Oltretutto, la novità non riguarda tutti i tipi di reati: ai condannati per associazione mafiosa, terrorismo, riduzione in schiavitù, tratta di persone, prostituzione minorile, violenza sessuale di gruppo (oltre a una serie di altri delitti commessi per via associativa) resta preclusa la possibilità di uscire dal carcere prima della fine della pena, a meno che non collaborino con la giustizia. Anche su questo Fedriga sbaglia.

L’armonizzazione della normativa

In che modo la riforma Orlando modificherebbe la normativa attuale? Lo schema di decreto legislativo interviene su almeno due profili: porta a quattro anni il limite per la sospensione dell’ordine di esecuzione delle pene detentive (in precedenza a tre); ed estende il limite di quattro anni anche alla detenzione domiciliare. Già il decreto legge del 2013 n. 146 prevedeva infatti la possibilità di concedere al condannato il cosiddetto affidamento allargato per pene non superiori ai quattro anni. In breve, la riforma modificherebbe, da un lato, le “procedure” di accesso alle misure alternative e, dall’altro, “le modalità e i presupposti”.

A ben vedere, si tratta però di interventi che non rivoluzionano la normativa attuale, ma attuano una armonizzazione del sistema sanando due profonde contraddizioni prodotte dalla legge del 2013.

La prima incongruenza deriva dal mancato allineamento tra il limite per ottenere la sospensione dell’esecuzione e il limite per avere accesso alle misure alternative, ragione per cui i condannati a pene tra i tre e i quattro anni potrebbero accedere all’affidamento in prova solo dopo aver fatto ingresso in carcere. Si tratta di un paradosso talmente grave che ancor prima del legislatore è intervenuta la Corte costituzionale, dichiarando incostituzionale la norma che stabiliva il limite di tre anni (e non di quattro) per la sospensione dell’ordine di carcerazione.
L’altra contraddizione, causata dalla mancata uniformazione dei limiti per avere accesso alle diverse misure alternative, si traduce nel paradosso per cui è possibile per i condannati a pene tra i tre e i quattro anni accedere alla misura alternativa meno afflittiva (l’affidamento), ma non a quella più gravosa della detenzione domiciliare (applicabile oggi solo fino ai due anni).

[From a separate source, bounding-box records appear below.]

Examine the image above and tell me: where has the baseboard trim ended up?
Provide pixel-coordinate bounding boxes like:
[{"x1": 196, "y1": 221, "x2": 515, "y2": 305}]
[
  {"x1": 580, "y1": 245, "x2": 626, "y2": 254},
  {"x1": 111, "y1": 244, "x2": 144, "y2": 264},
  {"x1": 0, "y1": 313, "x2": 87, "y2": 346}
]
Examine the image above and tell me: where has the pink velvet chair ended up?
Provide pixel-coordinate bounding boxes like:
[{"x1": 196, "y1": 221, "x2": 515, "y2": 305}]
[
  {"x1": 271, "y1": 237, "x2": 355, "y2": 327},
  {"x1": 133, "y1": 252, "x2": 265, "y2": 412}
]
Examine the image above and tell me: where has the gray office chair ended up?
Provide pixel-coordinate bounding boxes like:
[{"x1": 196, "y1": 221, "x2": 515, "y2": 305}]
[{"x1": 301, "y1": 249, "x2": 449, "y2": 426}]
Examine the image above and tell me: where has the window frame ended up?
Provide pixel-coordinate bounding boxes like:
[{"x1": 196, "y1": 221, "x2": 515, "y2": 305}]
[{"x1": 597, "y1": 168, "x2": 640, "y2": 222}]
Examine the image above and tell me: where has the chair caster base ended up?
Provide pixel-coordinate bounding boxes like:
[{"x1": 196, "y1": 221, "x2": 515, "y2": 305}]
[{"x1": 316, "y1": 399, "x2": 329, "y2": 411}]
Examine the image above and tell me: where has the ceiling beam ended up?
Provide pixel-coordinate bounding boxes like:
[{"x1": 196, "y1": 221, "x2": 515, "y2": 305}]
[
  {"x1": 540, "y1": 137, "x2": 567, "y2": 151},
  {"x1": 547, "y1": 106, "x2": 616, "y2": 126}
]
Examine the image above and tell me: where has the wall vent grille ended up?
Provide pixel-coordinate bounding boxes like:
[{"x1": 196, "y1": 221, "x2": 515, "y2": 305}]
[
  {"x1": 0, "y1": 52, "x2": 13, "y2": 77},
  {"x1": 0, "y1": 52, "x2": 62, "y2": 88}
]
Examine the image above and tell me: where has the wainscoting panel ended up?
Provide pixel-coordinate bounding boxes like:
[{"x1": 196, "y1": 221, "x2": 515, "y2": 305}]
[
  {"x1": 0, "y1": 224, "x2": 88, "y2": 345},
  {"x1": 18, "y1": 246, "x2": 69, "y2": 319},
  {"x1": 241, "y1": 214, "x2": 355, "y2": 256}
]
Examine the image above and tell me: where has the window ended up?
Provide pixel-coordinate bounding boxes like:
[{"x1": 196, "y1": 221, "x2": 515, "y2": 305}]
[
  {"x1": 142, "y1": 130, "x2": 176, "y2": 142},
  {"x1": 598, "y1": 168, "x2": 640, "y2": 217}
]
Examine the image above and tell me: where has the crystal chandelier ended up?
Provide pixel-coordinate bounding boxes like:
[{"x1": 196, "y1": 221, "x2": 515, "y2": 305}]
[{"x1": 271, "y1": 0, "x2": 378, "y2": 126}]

Lo schema di decreto legislativo non crea dunque alcun effetto di “fuga” dal carcere – come invece alcuni giornali hanno riportato. Si limita a estendere il limite di quattro anni di pena alla detenzione domiciliare, razionalizzando la disciplina di accesso alle misure alternative.

Il verdetto

Il neo governatore del Friuli Venezia Giulia, pur riportando un’informazione corretta (l’estensione del limite a quattro anni, qualora la riforma venisse varata dal Governo), suggerisce un’applicazione errata della riforma dell’ordinamento penitenziario – non tutti i reati sono infatti toccati dal decreto – e non tiene conto che il limite di quattro anni era già stato previsto, per l’affidamento in prova, fin dal 2013. Inoltre lo schema di decreto riordina una normativa su cui è intervenuta di recente la Corte costituzionale, sanando alcune contraddizioni generate dal legislatore.
La dichiarazione di Fedriga non può dunque che essere FALSA.